I have many friends who struggle with depression, even friends who have attempted suicide and were thankfully unsuccessful. It was those friends I spoke to the night he died, because only they know the kind of pain Robin Williams must have felt. I knew I had to check on them.
My heart breaks for his family. As a member of a family who has also been touched by suicide (not everyone I know who attempted it was unsuccessful) , the shock of Monday night reminded me of my own punch to the gut after receiving that phone call years ago. Every time we lose someone that way it's the family I always think of first. The pit in my stomach I felt back then within my own experience was felt again on Monday night.
The more I've thought about Robin Williams' passing, the more I've realized how many lessons his work and his life have taught me.
Improvisation is not only okay, but wonderful.
Robin Williams was a master of improvisation.
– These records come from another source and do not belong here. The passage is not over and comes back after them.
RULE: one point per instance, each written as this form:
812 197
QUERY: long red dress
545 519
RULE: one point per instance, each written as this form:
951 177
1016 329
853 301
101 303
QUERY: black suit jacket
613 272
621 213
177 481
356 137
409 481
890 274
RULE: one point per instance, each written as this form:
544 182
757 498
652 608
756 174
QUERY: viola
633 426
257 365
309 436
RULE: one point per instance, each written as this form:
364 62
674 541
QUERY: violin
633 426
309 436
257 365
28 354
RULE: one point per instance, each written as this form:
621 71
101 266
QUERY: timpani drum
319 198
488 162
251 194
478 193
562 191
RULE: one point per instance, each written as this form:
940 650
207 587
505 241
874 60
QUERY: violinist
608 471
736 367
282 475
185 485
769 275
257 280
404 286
There are stories upon stories about his time on Mork and Mindy, but the one I personally loved was a moment in "Flubber" from 1997. During a scene where he his playing with a ball of this new rubbery material, Robin Williams as Professor Brainard stretches it out and sticks his face through it. Of course, Robin Williams had nothing in his hands during filming, and the "flubber" was added in during editing, but him sticking his face through it was no where in the script. The producers, instead of cutting that moment because it was two difficult to deal with, not only turned it into a wonderful moment in the film but discovered incredible breakthroughs in special effects while learning how to make Williams' face appear stretched out in the substance. That small moment of improvisation taught an industry new tricks.
Improvisation can also be a beautifully useful tool in life. The ability to adjust to every situation while still being ready for all possibilities is an incredible strength to have. When my father's cousin passed away, I had to drive about four hours to the funeral. My dad, always looking out for his little girl, wanted to know what my plan was for where I was going to stay the night. I honestly didn't know, but after he continued to press me for an answer I said, "I've got a full tank of gas and an overnight bag. I'll figure myself out." My dad just laughed and said he knew I'd be fine. I was.
However, when someone is so beautiful it's perfect, don't mess with it.
"Good Will Hunting" won Robin Williams a well-deserved Oscar. If it is a film you haven't seen, fix that. Now. After the movie came out, many people asked Robin Williams how much of the movie was improvised, since its an incredible strength of his. He did admit that the line about his wife farting was improvised, but for the most part he stuck to the script. I read an interview where he talked about how well written everything was, and that he didn't want to mess with it. It was that good.
I get asked all the time if I ever wish I could go back and change things in my novel "An Unusual Path". After spending so much time in a story, how can I just walk away from it without still wanting to tweak it? Now, I'm not saying its a good as "Good Will Hunting", but when I finished the story I knew it was right. That may be hard to describe, or difficult for someone else to understand, but when something is done and perfect then it's done and perfect. Believe and trust in that, and confidently be proud of your work. Own your own amazing accomplishments proudly.
Laughter can improve almost any situation.
I don't need a specific moment or anecdote from Robin Williams' life to talk about how he made us laugh. "Patch Adams" comes to mind when I think of how love and laughter can have an incredible healing presence, but there are others. When life gets difficult, even when the unthinkable happens, I believe Robin Williams would want us to keep laughing. Sometimes its being a little irreverent- how can any of us forget those legs in "Patch Adams"? Maybe it's the belly laugh you let go when "Mrs. Doubtfire" set her breasts on fire while cooking. There are times for a little smile. Enjoy those moments, and embrace them.
When my grandmother passed away, of course there was sadness, but within the sadness we celebrated a beautiful woman who lived a wonderful life. I'll never forget the night after her memorial service at my aunt's home. The house was filled with family, as well as more flower arrangements than we knew what to do with, and we had an absolute blast together. My favorite moment from that evening was a trash-talking-filled game of bowling on the Wii with my brother and some of our cousins. It was okay to laugh that night, and I know that the only thing my grandmother would have been upset about was that she missed the party. Laughter was a huge part of our healing after her passing.
Sieze the Day. I don't feel like I need to add any more to that.
What does his death teach us? Get help if and when you need it.
Depression is not a sign of weakness. I am going to say that again. Depression is not a sign of weakness. Ask for help.
There are doctors and counselors out there to help, as well as medications and treatments available. What works for one person may not be as beneficial to someone else, but what's important is to find a treatment who works for you. As much as I wish I could love my friends who struggle with depression back to health, I know that it's their treatment that has made the biggest impact for them. Whether that's medication, exercise, therapy, or a combination of all of it, don't be afraid to say you need it. Those of us who love you will be happy to see you getting the help you need. We won't stop loving you.
Rest in Peace, Mr. Williams. I hope you have found the peace you couldn't find here.